A Different Kind of Vacation

Last week we took our annual trip to Lake of the Ozarks in Missouri. It’s always a fun week of boating, swimming, shopping, eating at fun lakeside restaurants, riding the wave runner, and relaxing by the pool. It’s a typical week-long vacation – you know, a break from the responsibilities and “shoulds” of everyday life. What better opportunity for me to begin working on my little “I’m going to be a more relaxed person from now on” experiment? Let the relaxing begin, right?

Wrong! Unfortunately, I forgot to take into consideration that I am the mother of an active toddler and there is no vacation from that role. There is no vacation from planning her meals and naps, from coming back to the condo early to avoid a late bedtime, from keeping one eye - and also often a hand - on her at all times to prevent her from falling into the pool or eating rocks. When we went out to eat, Matt and I took turns following her around the restaurant as she weaved through all the tables and blew kisses to random strangers. When we went to the pool, we took turns following her around the deck, steering her away from the deep end and the stairs and other people’s beach bags.

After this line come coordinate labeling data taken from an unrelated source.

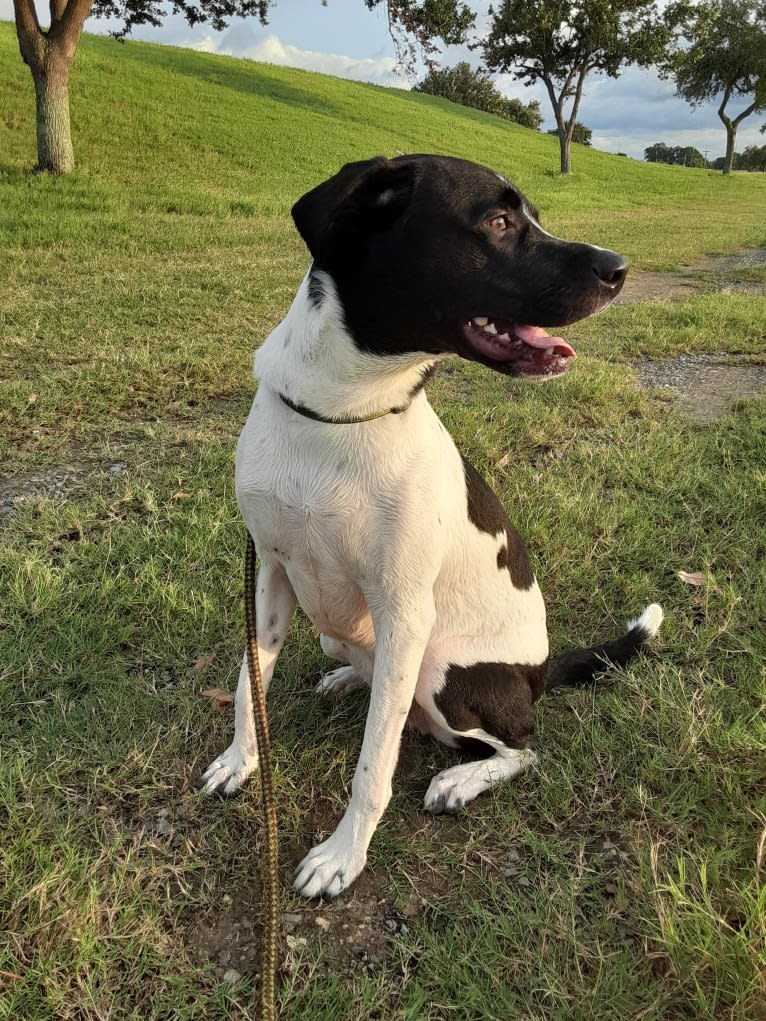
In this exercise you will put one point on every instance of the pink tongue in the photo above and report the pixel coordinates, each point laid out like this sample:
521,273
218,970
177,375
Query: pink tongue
535,336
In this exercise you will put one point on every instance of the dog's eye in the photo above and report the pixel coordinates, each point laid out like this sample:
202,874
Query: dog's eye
500,223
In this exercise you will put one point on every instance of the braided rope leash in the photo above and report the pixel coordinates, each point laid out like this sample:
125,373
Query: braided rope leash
270,868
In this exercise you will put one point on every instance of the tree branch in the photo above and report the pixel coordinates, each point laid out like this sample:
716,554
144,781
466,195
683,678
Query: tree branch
745,113
722,108
69,26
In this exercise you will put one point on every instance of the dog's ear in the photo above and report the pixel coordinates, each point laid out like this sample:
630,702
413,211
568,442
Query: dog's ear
357,200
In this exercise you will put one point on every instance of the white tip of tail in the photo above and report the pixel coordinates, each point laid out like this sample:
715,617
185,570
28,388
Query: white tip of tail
649,621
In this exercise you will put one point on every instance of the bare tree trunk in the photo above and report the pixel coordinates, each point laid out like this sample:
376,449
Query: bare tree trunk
566,148
49,56
730,143
54,151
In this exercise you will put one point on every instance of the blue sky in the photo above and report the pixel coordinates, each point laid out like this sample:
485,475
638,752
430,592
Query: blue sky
347,40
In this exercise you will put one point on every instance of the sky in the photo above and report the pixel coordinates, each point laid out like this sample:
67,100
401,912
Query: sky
347,40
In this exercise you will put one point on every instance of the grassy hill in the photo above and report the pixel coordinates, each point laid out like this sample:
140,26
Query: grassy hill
163,132
622,879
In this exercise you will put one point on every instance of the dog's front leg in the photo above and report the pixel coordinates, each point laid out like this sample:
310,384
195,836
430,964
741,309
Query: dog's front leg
275,601
400,642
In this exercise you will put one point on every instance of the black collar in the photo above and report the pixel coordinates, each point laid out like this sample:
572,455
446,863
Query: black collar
308,414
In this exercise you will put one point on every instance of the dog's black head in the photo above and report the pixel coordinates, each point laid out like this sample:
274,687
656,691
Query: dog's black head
437,254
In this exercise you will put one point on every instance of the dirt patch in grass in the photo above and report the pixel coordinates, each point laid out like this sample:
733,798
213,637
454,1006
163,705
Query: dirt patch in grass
720,274
706,385
53,483
350,935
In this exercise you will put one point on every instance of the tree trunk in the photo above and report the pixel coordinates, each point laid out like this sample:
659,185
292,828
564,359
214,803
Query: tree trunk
730,142
54,150
49,56
565,144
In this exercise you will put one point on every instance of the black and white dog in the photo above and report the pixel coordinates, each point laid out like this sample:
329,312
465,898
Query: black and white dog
360,504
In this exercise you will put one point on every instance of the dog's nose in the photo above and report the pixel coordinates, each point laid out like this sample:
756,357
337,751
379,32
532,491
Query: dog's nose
610,268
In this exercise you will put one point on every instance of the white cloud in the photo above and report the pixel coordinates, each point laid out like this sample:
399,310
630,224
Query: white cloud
271,49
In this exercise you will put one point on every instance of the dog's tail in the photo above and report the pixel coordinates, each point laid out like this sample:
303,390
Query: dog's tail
579,666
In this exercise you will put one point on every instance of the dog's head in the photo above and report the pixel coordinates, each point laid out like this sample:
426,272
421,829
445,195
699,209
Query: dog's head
437,254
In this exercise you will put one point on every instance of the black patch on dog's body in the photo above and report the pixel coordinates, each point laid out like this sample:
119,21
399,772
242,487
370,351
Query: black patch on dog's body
485,512
316,289
494,696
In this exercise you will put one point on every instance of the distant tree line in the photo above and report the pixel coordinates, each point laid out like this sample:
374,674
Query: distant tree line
711,49
753,158
676,155
473,87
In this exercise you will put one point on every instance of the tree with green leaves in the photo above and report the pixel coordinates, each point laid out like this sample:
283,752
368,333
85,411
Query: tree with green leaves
560,43
754,158
719,51
675,155
580,134
473,87
49,52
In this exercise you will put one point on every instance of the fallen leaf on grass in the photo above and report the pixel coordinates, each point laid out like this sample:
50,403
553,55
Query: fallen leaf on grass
219,696
697,578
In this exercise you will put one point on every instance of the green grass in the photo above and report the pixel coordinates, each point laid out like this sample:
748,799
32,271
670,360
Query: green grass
622,879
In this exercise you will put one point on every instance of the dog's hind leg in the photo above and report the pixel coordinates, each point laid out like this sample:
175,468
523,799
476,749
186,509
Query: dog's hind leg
486,710
275,601
357,674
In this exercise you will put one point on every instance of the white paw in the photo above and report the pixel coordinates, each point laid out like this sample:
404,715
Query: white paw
339,681
329,868
227,773
445,792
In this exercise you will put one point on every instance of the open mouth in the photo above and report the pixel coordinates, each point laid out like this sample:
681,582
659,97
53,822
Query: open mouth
521,350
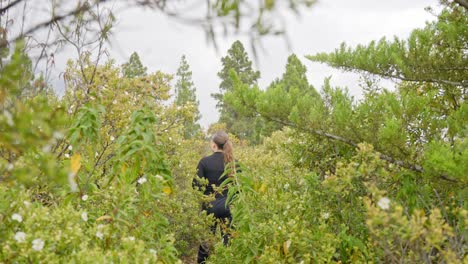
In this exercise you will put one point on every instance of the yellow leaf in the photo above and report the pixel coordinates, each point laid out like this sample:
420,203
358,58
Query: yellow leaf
104,217
167,190
75,163
146,213
286,245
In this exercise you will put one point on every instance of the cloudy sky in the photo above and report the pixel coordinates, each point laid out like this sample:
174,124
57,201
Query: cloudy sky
161,41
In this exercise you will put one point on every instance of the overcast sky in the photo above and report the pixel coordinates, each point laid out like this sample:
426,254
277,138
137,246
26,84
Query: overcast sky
161,42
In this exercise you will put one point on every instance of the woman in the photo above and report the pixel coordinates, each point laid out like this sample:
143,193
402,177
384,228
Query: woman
214,169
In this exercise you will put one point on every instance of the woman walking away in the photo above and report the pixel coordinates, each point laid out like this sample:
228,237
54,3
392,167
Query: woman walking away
214,169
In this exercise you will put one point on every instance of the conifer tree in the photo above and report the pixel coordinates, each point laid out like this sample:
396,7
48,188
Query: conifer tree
133,68
237,61
185,95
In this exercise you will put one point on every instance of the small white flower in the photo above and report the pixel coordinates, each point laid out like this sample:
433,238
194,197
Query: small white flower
9,118
57,135
288,244
38,244
326,215
17,217
46,148
20,237
142,180
84,216
99,235
384,203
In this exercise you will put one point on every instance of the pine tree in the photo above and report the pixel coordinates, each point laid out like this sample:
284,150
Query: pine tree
133,68
237,61
185,95
295,77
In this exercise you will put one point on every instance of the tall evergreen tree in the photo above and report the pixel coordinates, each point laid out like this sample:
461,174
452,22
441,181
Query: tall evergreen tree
294,76
133,68
185,94
238,61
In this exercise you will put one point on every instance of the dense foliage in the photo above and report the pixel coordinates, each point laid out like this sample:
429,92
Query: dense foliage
104,173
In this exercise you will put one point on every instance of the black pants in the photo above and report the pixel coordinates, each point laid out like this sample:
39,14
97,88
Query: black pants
222,214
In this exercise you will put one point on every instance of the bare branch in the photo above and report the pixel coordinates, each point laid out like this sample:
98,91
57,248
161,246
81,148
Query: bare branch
55,19
10,5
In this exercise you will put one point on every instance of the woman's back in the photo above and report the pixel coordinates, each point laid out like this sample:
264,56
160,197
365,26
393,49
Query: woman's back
212,169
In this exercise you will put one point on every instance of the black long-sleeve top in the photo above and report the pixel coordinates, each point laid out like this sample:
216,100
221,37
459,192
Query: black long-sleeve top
212,169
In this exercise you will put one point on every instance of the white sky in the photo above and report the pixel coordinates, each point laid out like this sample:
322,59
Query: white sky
161,42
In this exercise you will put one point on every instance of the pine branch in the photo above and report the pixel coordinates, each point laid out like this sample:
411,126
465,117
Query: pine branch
403,78
399,163
463,3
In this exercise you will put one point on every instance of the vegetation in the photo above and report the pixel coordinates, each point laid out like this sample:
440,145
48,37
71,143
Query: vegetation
104,173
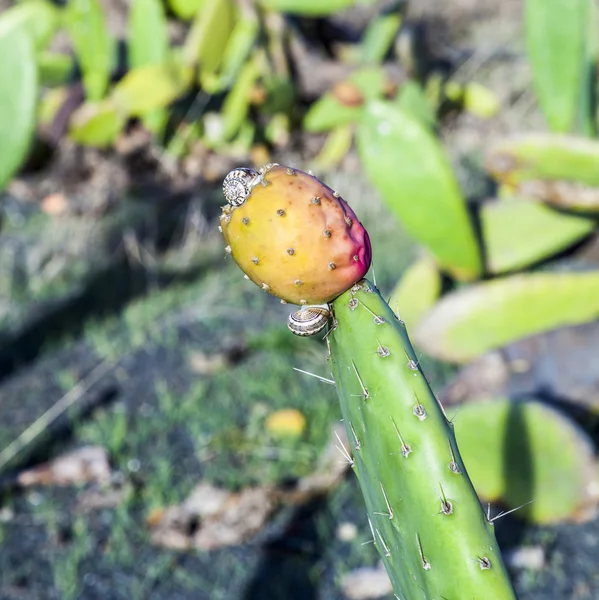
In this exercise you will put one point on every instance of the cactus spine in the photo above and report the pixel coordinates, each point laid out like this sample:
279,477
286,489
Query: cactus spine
425,516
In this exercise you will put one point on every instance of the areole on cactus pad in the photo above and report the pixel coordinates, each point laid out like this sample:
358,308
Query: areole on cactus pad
292,235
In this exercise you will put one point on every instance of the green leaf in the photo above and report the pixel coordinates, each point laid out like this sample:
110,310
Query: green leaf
96,124
335,149
148,42
329,113
539,156
311,8
239,48
555,37
55,69
416,292
519,233
465,324
148,88
18,98
413,101
93,44
408,167
38,18
516,452
237,102
378,38
209,35
186,9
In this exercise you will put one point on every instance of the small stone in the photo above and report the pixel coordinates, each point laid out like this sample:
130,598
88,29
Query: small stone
526,557
367,583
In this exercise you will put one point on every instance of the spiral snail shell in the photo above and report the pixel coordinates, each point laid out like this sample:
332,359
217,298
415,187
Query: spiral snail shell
238,185
309,320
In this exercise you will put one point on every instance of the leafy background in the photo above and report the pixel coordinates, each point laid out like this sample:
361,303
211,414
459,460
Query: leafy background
463,133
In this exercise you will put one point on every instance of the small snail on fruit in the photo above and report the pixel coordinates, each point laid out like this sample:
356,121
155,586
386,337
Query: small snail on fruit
238,185
309,320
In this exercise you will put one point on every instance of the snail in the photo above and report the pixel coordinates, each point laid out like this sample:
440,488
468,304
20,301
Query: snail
238,185
309,320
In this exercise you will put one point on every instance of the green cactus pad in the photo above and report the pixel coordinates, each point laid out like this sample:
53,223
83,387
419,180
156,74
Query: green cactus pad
525,451
407,165
465,324
426,519
518,233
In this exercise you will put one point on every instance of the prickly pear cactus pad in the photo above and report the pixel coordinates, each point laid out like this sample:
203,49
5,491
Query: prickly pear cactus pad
292,235
425,517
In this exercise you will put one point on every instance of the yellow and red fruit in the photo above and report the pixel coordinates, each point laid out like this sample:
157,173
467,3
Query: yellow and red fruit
293,235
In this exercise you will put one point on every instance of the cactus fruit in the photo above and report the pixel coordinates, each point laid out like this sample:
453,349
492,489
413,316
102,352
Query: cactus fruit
292,235
426,520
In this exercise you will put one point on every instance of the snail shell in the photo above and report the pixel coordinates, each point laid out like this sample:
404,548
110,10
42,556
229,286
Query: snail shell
238,185
309,320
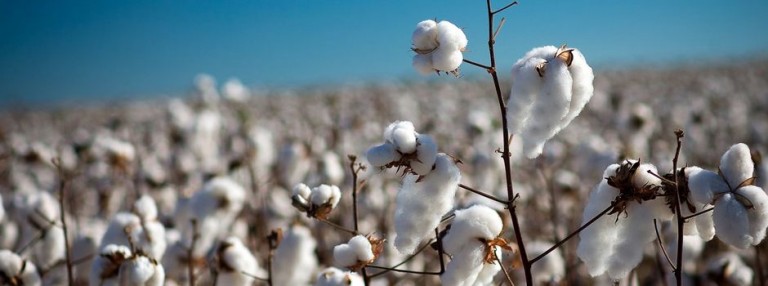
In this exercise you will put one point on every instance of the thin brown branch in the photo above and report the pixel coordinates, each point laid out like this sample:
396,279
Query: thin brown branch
481,193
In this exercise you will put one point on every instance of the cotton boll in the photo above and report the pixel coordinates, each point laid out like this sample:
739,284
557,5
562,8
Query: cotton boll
426,153
704,184
294,261
11,266
335,277
550,107
145,208
446,59
451,37
325,194
475,222
582,90
419,206
382,154
423,64
425,35
736,165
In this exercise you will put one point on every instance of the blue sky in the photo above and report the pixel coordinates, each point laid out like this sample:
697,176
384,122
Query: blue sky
78,51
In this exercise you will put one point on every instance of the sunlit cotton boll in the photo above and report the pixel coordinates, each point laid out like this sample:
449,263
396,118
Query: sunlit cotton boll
294,262
335,277
16,269
550,87
420,205
358,249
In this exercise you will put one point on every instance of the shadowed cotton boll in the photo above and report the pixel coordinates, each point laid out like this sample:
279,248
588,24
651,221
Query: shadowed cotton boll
295,261
15,268
420,203
335,277
550,87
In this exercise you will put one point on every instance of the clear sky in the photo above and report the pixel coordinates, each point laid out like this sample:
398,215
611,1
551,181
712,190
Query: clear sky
52,51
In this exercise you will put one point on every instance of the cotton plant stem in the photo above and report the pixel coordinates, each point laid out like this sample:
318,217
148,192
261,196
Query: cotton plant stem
678,215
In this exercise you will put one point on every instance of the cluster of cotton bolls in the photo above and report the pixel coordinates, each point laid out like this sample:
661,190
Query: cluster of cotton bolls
438,47
231,166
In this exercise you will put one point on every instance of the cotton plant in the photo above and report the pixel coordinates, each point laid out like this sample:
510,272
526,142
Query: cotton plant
614,243
475,246
740,212
438,47
550,87
15,270
316,202
294,261
336,277
235,264
358,252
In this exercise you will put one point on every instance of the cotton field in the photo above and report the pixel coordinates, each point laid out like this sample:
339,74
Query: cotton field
548,172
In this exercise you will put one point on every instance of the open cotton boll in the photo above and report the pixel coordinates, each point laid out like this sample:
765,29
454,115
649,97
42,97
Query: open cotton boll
15,268
451,37
423,64
446,59
583,87
426,154
736,165
235,259
294,262
334,277
424,37
473,223
145,208
419,206
141,271
465,266
550,107
325,194
382,154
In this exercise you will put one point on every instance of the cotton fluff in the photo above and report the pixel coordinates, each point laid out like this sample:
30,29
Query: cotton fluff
11,266
438,46
741,210
334,277
294,261
234,259
550,87
141,271
357,250
614,244
463,241
420,205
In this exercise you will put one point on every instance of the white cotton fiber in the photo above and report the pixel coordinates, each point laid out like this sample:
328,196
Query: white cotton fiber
294,262
451,37
426,154
325,194
425,35
736,165
445,59
382,154
470,224
423,64
550,107
582,90
465,266
420,205
335,277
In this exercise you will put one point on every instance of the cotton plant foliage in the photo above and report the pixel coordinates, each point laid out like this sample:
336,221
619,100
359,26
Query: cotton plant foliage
438,47
614,243
740,212
550,87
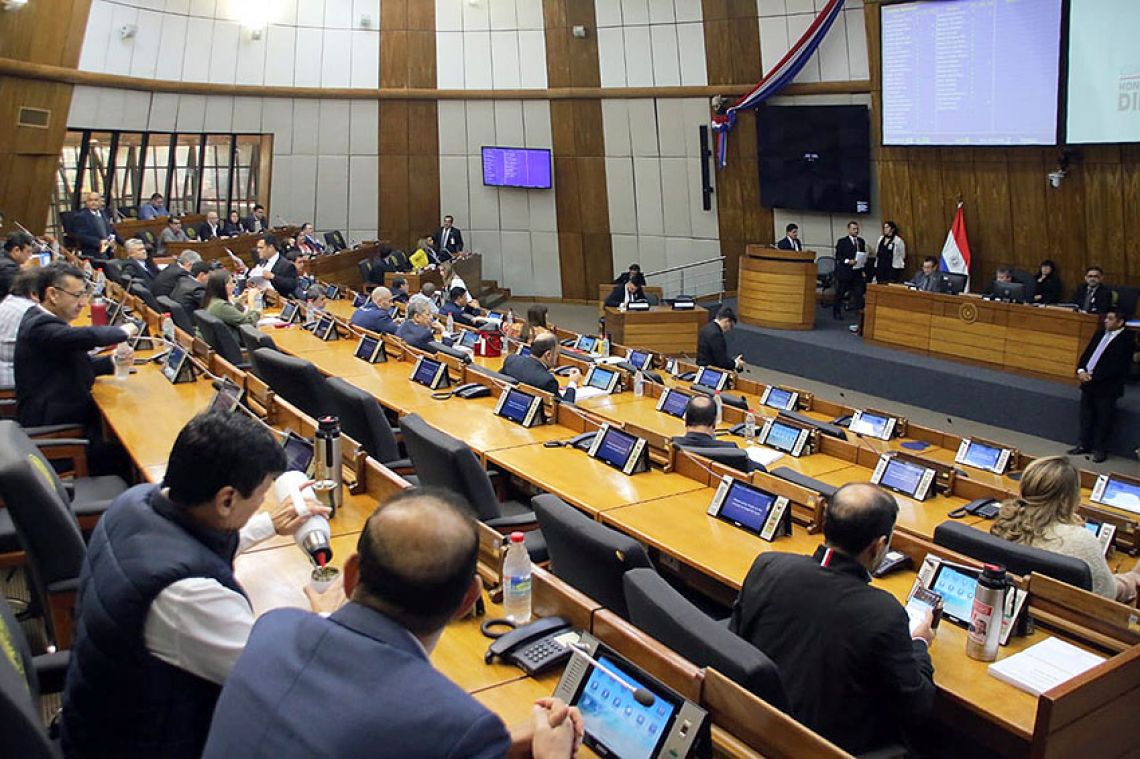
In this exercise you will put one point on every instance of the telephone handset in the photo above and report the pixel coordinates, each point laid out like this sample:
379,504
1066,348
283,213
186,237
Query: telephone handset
536,647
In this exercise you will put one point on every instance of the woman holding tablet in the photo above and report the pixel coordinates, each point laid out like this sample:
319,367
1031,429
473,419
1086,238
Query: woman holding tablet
1044,516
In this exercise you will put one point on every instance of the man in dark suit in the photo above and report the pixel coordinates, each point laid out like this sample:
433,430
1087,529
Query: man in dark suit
449,239
700,425
535,369
360,682
255,222
790,241
211,227
54,370
1092,295
713,348
167,279
92,228
851,268
1102,369
278,270
854,669
189,291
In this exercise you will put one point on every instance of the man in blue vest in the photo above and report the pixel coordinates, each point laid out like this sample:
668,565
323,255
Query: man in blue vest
360,682
161,618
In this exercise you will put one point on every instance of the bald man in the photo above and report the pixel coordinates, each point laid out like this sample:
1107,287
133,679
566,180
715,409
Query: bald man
854,668
376,315
360,683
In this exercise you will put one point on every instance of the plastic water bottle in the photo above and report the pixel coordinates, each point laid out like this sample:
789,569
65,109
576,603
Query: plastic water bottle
168,327
516,581
750,426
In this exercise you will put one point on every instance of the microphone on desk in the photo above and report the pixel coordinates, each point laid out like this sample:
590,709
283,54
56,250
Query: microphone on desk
641,695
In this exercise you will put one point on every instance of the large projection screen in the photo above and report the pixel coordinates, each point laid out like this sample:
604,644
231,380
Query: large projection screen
970,72
1104,75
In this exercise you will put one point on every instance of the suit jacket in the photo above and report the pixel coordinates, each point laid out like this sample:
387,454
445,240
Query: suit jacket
713,348
701,440
454,243
1113,367
356,684
165,280
90,229
54,372
844,251
1101,299
188,293
139,271
844,649
531,372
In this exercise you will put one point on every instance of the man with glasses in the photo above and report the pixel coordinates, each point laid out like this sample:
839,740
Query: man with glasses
54,370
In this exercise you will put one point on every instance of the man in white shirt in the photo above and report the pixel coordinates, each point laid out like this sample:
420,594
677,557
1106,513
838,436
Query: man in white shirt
21,298
161,618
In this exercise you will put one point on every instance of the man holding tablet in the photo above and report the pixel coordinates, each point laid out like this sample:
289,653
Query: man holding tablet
854,668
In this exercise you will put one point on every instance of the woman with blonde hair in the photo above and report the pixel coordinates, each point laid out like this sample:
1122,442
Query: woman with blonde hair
1044,516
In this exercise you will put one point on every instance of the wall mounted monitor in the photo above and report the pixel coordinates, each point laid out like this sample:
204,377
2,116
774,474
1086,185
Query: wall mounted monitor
972,72
526,168
1104,72
815,157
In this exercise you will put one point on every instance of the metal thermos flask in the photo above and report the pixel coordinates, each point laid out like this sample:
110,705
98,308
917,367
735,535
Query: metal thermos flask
984,635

Sure, I still got to read a little and jet-ski a little and go out on the boat a little and sit in the sun a little, but I can’t help but compare it to all my past vacations where I did all of those things a lot. Vacations where I got to enjoy a cup of coffee in the morning and a glass of wine before dinner. Vacations where I got to eat every meal without any interruptions. Vacations where I didn’t have to spend time every day in the condo because my kid needed a nap. Throughout the week I saw lots of people reading books and sunning themselves, and I wondered how long it would be before I would have some of my freedom back.

At one point, I was following Reese around the pool deck and people kept making comments like, “Thirteen months, huh? Such a fun age!” An older man hanging out in the shallow end said, “Ah, the walking-like-Frankenstein stage! Isn’t it cute?” Another mom sitting at a table with her kids said, “They never seem to get tired, do they?” After about the 4th comment from an obviously seasoned parent, something clicked for me. I realized that all of these people have done this. They’ve all been here. They’ve all sacrificed parts of their summer vacations during the demanding toddler years. They all probably struggled with the guilt of wishing for a little more freedom. And they all got their wish.

We all get our wish eventually. We all get our freedom back. But all that means is that our toddlers aren’t toddlers anymore, and they’ll never be toddlers again. I had lots of freedom before Reese and I’ll get that freedom back when she’s older, but I only get a short time in this stage. I can read books in the sun for the rest of my life, but I only have a few years of ending my day on the boat a little early so I can go upstairs and feed and bathe and snuggle my baby. When I think about it like that, it’s easier to pass on the extra relaxation time. It’s easier to make those sacrifices. And it’s easier to enjoy the kind of vacation that comes with being the mother of a toddler.